Tuesday, April 27, 2004

Accountability? Whose accountability?

The European Commission is starting an open consultation with the public (who?) on whether rules should be tightened up and harmonized across the Union, making executives responsible for their companies’ financial statements. So far as anyone can tell, there is no proposal to make the Commission or its individual members responsible for completely shambolic EU budget, which has not been passed once by the Court of Auditors since the latter’s existence.

The EU has an action plan on corporate governance. It has action plans on many things, all of them consisting of more regulations and every increasing harmonization. As part of this action plan, the Commission has launched an EU-wide consultation on whether executives of companies should be directly accountable for their companies’ financial statements.

Most EU member states consider it to be sufficient to have board members collectively responsible for the reports. The United States has passed stricter legislation in the wake of the Enron scandal.

The Commission thinks the member states’ legislation is insufficient and, in any case, wants to harmonize matters of corporate governance. The open consultation, which will run till June 4 on is not precisely open-ended.
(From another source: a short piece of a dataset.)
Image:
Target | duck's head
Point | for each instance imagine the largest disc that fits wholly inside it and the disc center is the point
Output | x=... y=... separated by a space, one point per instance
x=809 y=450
In the introduction the Commission states: "The recent scandals have shown that the existing rules are not satisfactory. They should be clarified with a view to reinforce existing rules."

Strangely enough, there is no suggestion that the Commission and its members should be responsible for those extremely dodgy financial statements, the annual EU budget, which the Court of Auditors has not passed once in its existence because of the amount of money that is not accounted for.